Otto Guilherme Bier, mais conhecido por Otto Bier, nasceu em 26 de março de 1906, na cidade do Rio de Janeiro, onde cursou o célebre Colégio Pedro II. Ingressou em 1922 na Faculdade de Medicina do Rio de Janeiro, graduando-se em 1928. Para manter-se durante o curso, tocava violino juntamente com seu irmão que tocava piano, acompanhando os filmes mudos nos Cine-Theatros da então Avenida Central, hoje, Avenida Rio Branco na Cinelândia; na Tijuca ou em Copacabana. Como ele mesmo dizia, esse trabalho lhe rendia uns 2$000 réis por mês, importância que lhe garantia sustento. 

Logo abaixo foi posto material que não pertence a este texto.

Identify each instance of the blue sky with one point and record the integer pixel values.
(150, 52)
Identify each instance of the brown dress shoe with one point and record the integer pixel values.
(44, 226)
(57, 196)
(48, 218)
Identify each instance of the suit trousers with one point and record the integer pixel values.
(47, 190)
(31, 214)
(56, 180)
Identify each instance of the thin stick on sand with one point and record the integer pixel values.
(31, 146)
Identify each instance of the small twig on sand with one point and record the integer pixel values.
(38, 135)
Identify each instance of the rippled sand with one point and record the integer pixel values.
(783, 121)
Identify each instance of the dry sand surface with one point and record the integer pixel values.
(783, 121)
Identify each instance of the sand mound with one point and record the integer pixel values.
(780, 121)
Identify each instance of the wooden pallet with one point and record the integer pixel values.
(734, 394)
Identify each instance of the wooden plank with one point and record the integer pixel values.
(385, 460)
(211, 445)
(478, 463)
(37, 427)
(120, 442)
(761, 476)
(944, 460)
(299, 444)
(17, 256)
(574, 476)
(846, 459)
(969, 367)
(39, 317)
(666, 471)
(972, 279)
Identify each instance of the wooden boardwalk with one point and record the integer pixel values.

Nesse ambiente conviveu com músicos e compositores que se tornariam famosos, como Alfredo da Rocha Vianna, o “Pixinguinha”; seu irmão Otávio Vianna, o “China”; Benedito Lacerda, Cândido Pereira da Silva, o “Candinho”; Anacleto de Medeiros, Catulo da Paixão Cearense, Joaquim Antônio Calado e Ernesto Nazareth, que também tocava em filmes mudos. 

Otto Bier disse anos mais tarde ao professor Osvaldo Augusto Sant’Anna, pesquisador do Instituto Butantã, que “considerava ‘Pixinguinha’ um gênio e o choro representava o sentimento brasileiro.” Assim, Otto Bier em sua juventude mesclava conhecimentos, boemia e arte, mas tinha o estudo em primeiro lugar, como frisava. 

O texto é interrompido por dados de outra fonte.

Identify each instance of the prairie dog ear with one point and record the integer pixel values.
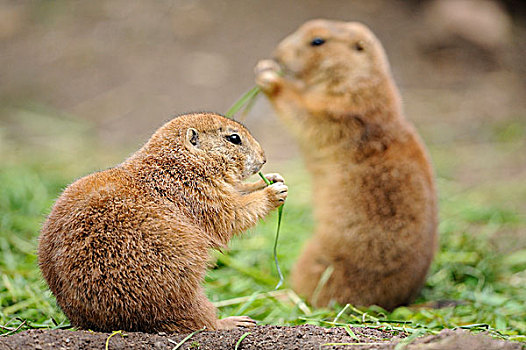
(191, 141)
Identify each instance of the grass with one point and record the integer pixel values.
(481, 263)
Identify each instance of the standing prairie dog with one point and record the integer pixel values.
(127, 248)
(375, 204)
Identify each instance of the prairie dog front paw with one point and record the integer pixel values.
(267, 75)
(277, 193)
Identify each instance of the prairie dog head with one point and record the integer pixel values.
(210, 140)
(332, 56)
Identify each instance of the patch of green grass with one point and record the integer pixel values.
(486, 282)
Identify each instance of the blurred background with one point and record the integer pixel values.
(85, 83)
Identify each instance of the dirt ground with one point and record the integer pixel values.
(262, 337)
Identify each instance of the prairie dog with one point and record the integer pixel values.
(375, 204)
(127, 248)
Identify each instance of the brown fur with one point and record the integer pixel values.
(127, 248)
(375, 198)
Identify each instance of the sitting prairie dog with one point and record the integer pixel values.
(127, 248)
(375, 204)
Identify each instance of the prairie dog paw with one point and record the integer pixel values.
(274, 177)
(267, 77)
(235, 322)
(277, 193)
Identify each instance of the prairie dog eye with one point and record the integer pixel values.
(317, 42)
(359, 46)
(234, 138)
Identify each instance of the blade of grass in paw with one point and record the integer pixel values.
(280, 214)
(247, 99)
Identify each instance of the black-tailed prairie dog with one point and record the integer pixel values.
(375, 201)
(127, 248)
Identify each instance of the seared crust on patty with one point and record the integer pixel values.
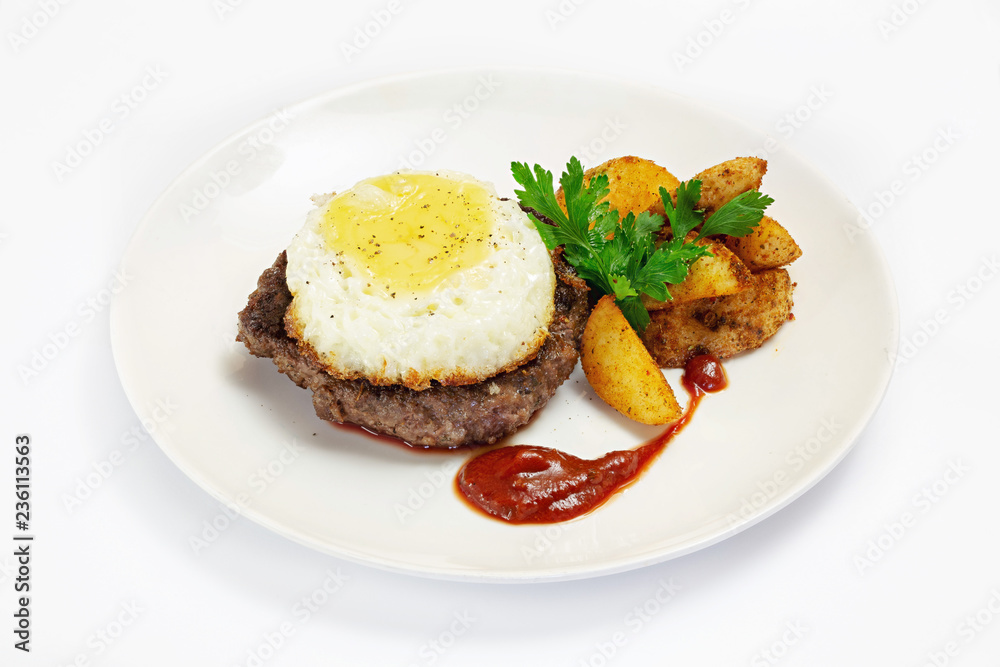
(439, 416)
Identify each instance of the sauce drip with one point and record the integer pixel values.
(531, 484)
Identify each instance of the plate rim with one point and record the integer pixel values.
(550, 573)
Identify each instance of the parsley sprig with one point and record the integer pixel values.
(618, 255)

Ainda estudante, em 1925, fez o curso de aperfeiçoamento em bacteriologia e imunologia no Instituto Oswaldo Cruz com Antônio Cardoso Fontes, ocasião em que conviveu com outros grandes cientistas brasileiros, tais como Carlos Chagas, Henrique Aragão, Thales Martins e Evandro Chagas. Recebeu também grande influência de Henrique da Rocha Lima que, em 1928, viria de Manguinhos para São Paulo dirigir a Divisão de Biologia Animal do Instituto Biológico, estabelecido em 27 de dezembro de 1927 e ligado à Secretaria da Agricultura, tornar-se-ia o centro da biomedicina brasileira entre as décadas de 1930 e 1950. 

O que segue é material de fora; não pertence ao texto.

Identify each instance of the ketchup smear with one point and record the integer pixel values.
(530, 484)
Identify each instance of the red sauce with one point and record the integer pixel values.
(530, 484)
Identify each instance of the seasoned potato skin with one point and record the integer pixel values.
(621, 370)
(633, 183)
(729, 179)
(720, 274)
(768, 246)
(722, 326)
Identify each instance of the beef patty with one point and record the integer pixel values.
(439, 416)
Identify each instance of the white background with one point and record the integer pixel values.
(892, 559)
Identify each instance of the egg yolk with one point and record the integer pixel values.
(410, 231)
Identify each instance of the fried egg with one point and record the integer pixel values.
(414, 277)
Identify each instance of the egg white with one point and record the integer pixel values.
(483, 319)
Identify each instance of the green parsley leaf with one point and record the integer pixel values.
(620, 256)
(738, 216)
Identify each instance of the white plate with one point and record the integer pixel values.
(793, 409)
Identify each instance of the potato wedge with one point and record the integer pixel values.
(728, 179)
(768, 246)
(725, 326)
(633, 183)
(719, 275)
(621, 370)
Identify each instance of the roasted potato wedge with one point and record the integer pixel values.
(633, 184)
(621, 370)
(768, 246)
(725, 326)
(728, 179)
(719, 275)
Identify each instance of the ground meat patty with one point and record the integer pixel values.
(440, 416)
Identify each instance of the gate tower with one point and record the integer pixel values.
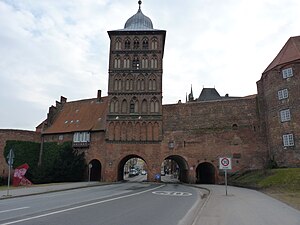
(135, 82)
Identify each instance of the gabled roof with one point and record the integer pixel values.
(290, 52)
(82, 115)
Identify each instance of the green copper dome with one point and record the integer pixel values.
(139, 21)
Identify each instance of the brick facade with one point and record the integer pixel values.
(19, 135)
(131, 121)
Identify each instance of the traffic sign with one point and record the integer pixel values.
(10, 157)
(225, 163)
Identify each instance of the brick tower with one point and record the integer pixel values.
(135, 81)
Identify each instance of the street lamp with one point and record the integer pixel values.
(90, 167)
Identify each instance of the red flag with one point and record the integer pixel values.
(19, 175)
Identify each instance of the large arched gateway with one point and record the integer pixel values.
(130, 163)
(95, 170)
(182, 169)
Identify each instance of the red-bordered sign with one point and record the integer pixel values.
(225, 163)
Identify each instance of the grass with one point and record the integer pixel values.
(282, 184)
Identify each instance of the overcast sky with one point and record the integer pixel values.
(50, 48)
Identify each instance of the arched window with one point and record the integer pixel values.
(124, 106)
(118, 44)
(135, 63)
(145, 43)
(154, 44)
(140, 83)
(144, 106)
(144, 62)
(127, 43)
(111, 131)
(118, 83)
(153, 63)
(114, 105)
(126, 62)
(154, 105)
(117, 62)
(136, 43)
(134, 105)
(152, 83)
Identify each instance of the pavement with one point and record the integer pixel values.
(39, 189)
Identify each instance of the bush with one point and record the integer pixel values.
(60, 163)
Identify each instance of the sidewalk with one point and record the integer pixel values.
(38, 189)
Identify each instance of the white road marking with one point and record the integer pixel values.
(172, 193)
(10, 210)
(79, 207)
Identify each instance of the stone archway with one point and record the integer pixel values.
(205, 173)
(95, 170)
(122, 165)
(183, 168)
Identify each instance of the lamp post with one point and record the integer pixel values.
(10, 162)
(90, 167)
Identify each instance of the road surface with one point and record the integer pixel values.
(118, 204)
(244, 207)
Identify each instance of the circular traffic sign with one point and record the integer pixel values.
(225, 161)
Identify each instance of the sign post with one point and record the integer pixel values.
(10, 162)
(225, 164)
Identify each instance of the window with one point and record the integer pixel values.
(145, 44)
(127, 44)
(283, 94)
(124, 106)
(144, 106)
(118, 84)
(154, 106)
(287, 73)
(118, 44)
(285, 115)
(154, 44)
(114, 105)
(153, 63)
(144, 63)
(131, 107)
(135, 63)
(117, 63)
(126, 62)
(81, 137)
(136, 43)
(152, 84)
(288, 140)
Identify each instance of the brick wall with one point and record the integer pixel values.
(269, 85)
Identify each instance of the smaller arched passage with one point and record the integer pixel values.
(183, 168)
(123, 164)
(205, 173)
(94, 170)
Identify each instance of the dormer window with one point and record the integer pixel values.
(81, 137)
(286, 73)
(283, 94)
(285, 115)
(288, 140)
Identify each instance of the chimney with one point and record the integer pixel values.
(99, 96)
(63, 99)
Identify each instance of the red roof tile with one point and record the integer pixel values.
(82, 115)
(290, 52)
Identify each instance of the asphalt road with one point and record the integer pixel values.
(118, 204)
(244, 207)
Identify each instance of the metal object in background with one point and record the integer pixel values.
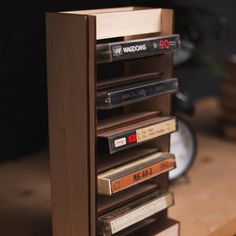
(183, 142)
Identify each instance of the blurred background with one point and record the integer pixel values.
(205, 67)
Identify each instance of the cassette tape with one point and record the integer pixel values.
(125, 176)
(134, 212)
(124, 95)
(126, 50)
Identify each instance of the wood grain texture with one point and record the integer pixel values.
(71, 124)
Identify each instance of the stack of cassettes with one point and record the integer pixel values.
(130, 164)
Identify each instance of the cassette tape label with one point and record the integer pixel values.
(142, 175)
(153, 131)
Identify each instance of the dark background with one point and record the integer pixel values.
(23, 103)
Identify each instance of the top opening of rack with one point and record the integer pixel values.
(125, 21)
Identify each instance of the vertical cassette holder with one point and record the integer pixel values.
(71, 61)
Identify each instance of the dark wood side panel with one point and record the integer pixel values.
(70, 126)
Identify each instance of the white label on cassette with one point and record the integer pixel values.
(140, 213)
(154, 131)
(120, 142)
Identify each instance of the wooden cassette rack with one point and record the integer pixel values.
(77, 156)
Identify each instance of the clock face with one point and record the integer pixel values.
(182, 144)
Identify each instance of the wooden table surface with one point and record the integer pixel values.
(205, 206)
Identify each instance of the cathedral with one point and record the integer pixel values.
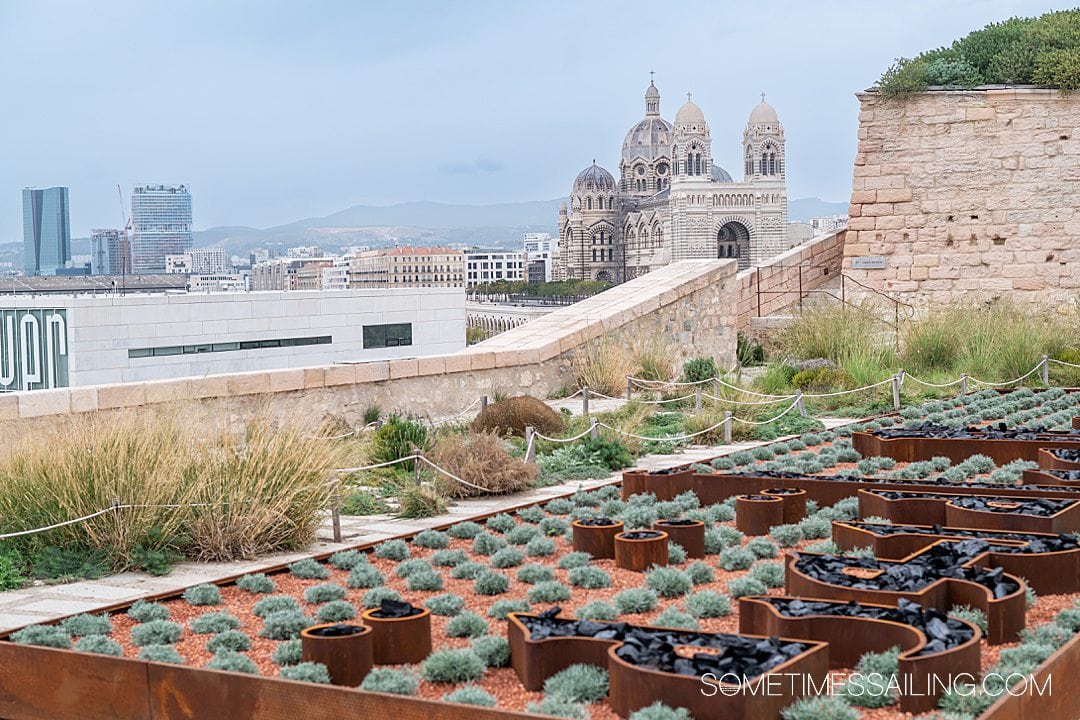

À época o diretor-geral do Instituto biológico era o professor Arthur Neiva, antigo entomologista do Instituto Oswaldo Cruz, que estava radicado há alguns anos em São Paulo, onde fora diretor do Serviço Sanitário. Os candidatos às vagas do Instituto Biológico eram escolhidos pelo próprio Arthur Neiva, dentre os melhores recrutados do país, medida endossada por Rocha Lima. O preenchimento das vagas de bacteriologista e imunologista era feito através de consulta ao Instituto Oswaldo Cruz. 

Otto Bier veio trabalhar juntamente com Adolfo Martins Penha, Celso Rodrigues e José Reis no Instituto Biológico de São Paulo a convite Genésio Pacheco, seu exprofessor, que aí organizou a Secção de Bacteriologia. Em 1934 Bier passou a dirigir o Serviço de Sorologia, transformando-se mais tarde na Secção de Imunologia. 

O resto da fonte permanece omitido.